El latín vagina se ha mantenido inalterado sólo en el lenguaje médico, siempre tan conservador, pues en el lenguaje vulgar se transformó en vaina. En las películas de caballeros medievales, piratas, espadachines o mosqueteros, por ejemplo, se pasan el tiempo envainando y desenvainando las espadas. Esta identidad de 'vagina' y 'vaina' puede parecer sorprendente a muchos hispanohablantes, pero es de lo más natural para quienes hablan alemán. En el idioma de Goethe o Schiller, efectivamente, la palabra Scheide significa 'vagina', pero también 'funda', 'estuche' o cualquier tipo de vaina, incluidas las vainas tendinosas o fibrosas.

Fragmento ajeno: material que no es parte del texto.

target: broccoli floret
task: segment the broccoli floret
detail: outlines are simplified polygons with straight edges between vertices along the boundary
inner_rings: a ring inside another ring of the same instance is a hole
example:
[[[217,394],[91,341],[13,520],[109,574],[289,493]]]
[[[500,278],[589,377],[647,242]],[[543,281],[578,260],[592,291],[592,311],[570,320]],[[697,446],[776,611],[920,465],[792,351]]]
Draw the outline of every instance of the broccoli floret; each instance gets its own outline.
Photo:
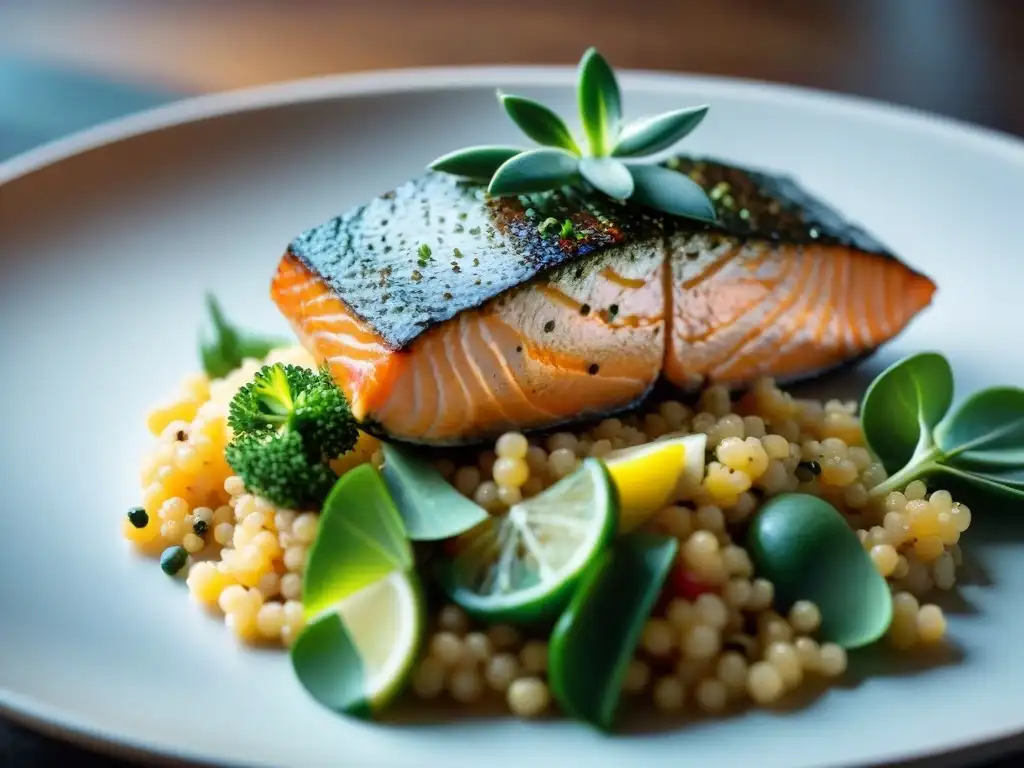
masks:
[[[275,504],[320,504],[337,476],[328,462],[358,438],[345,395],[326,370],[267,365],[231,400],[226,457],[246,488]]]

Tampoco distingue éstas de la vagina, por cierto, la nomenclatura anatómica internacional, que utiliza nombres latinos.

Y hay muchos más objetos parecidos a una vaina; es el caso de la vainica, labor de costura que se hace para sujetar los dobladillos. Por su parecido con las vainas de espada, se dio también el nombre de vainas a las cáscaras tiernas y largas en las que están contenidas las semillas de algunas legumbres, como las judías verdes —o frijoles; que en Perú y Venezuela llaman precisamente vainitas—, los garbanzos, los guisantes y las arvejas.

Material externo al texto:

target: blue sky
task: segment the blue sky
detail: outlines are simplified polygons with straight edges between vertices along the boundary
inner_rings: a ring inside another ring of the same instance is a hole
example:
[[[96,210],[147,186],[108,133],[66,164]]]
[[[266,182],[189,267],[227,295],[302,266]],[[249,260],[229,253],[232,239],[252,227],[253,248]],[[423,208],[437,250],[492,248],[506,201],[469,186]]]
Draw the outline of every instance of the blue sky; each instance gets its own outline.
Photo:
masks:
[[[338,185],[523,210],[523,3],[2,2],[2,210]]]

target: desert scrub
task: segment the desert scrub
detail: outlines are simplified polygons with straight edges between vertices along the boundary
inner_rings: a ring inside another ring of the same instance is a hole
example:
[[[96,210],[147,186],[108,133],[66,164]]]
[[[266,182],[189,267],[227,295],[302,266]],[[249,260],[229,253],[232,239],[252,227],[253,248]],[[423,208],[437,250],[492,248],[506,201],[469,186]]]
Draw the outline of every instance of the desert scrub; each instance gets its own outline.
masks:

Cuando los españoles llegaron al Nuevo Mundo, encontraron allí multitud de frutos y plantas que desconocían, como e! tomate, la patata, la zarzaparrilla, el maíz, el guayaco, el cacao, el tabaco, la coca, el cacahuete, la guayaba o la piña. En Méjico descubrieron una planta orquidácea con frutos capsulares largos y estrechos, y muy olor de gran parecido con las vainas de las judías; tanto, que la llamaron vainilla. Las primeras noticias escritas las dejó el toledano Francisco Hernández en su Historia de plantas de Nueva España, resultado de la primera expedición científica a América (l 570-1577); en el apartado que titula Del tlilxóchítl o flor negra describe sus «vainas largas, angostas, casi cilíndricas». El españolísimo y coloquialísimo nombre de 'vainilla' pasó a casi todos los idiomas cultos, a veces directamente (vainiglia en italiano; bainilha en portugués), pero generalmente a través del latín botánico Vanilla planifolia (vanille en francés, holandés y alemán; vanilla en inglés; vanilje en noruego; vanilie en rumano; βανίλλια en griego moderno; vanilya en turco; wanilia en polaco; vanilka en checo; ванипь en ruso).

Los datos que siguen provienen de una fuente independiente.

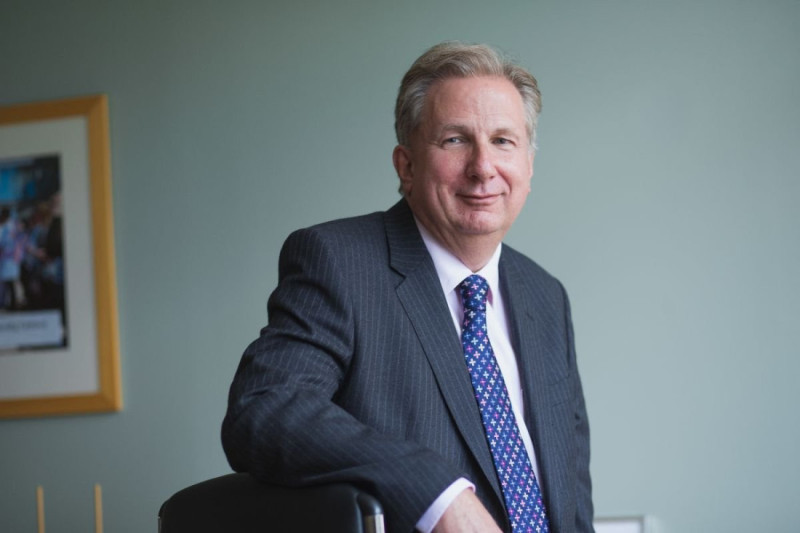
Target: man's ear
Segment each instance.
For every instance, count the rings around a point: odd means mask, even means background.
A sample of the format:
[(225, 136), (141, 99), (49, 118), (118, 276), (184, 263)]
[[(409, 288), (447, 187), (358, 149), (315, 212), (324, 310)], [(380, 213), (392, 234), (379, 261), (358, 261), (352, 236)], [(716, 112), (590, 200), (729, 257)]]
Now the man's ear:
[(400, 190), (404, 196), (411, 194), (411, 184), (414, 177), (414, 168), (411, 164), (411, 152), (405, 146), (398, 144), (392, 152), (392, 163), (397, 177), (400, 178)]
[(530, 151), (530, 158), (528, 159), (528, 174), (533, 177), (533, 160), (536, 158), (536, 150)]

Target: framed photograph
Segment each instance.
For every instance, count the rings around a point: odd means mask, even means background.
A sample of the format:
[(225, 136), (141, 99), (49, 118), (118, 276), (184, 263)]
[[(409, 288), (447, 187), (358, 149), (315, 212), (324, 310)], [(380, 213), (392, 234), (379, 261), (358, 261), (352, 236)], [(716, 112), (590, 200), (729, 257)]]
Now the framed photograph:
[(0, 417), (122, 408), (104, 95), (0, 107)]
[(655, 522), (649, 516), (595, 518), (596, 533), (655, 533)]

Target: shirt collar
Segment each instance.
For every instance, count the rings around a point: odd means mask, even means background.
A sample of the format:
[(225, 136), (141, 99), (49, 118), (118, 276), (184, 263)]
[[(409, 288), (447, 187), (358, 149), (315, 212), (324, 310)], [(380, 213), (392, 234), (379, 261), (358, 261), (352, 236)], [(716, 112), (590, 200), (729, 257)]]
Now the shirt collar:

Lo más curioso del caso es que, cuando los químicos extranjeros han ido después aislando diversas sustancias químicas a partir de esta planta, los hispanohablantes, olvidando el origen español de su nombre, han adoptado con frecuencia la grafía incorrecta sin i. Así ha pasado con los tecnicismos vanillin (la forma correcta no es «vanilina», sino 'vainillina'), vanillism (no es «vanilismo», sino 'vainillismo'), homovanillic acid (no es «ácido homovanílico», sino 'ácido homovainíllico') y homovanillilmandelic acid (no es «ácido homovanililmandélico», sino 'ácido homovainillilmandélico').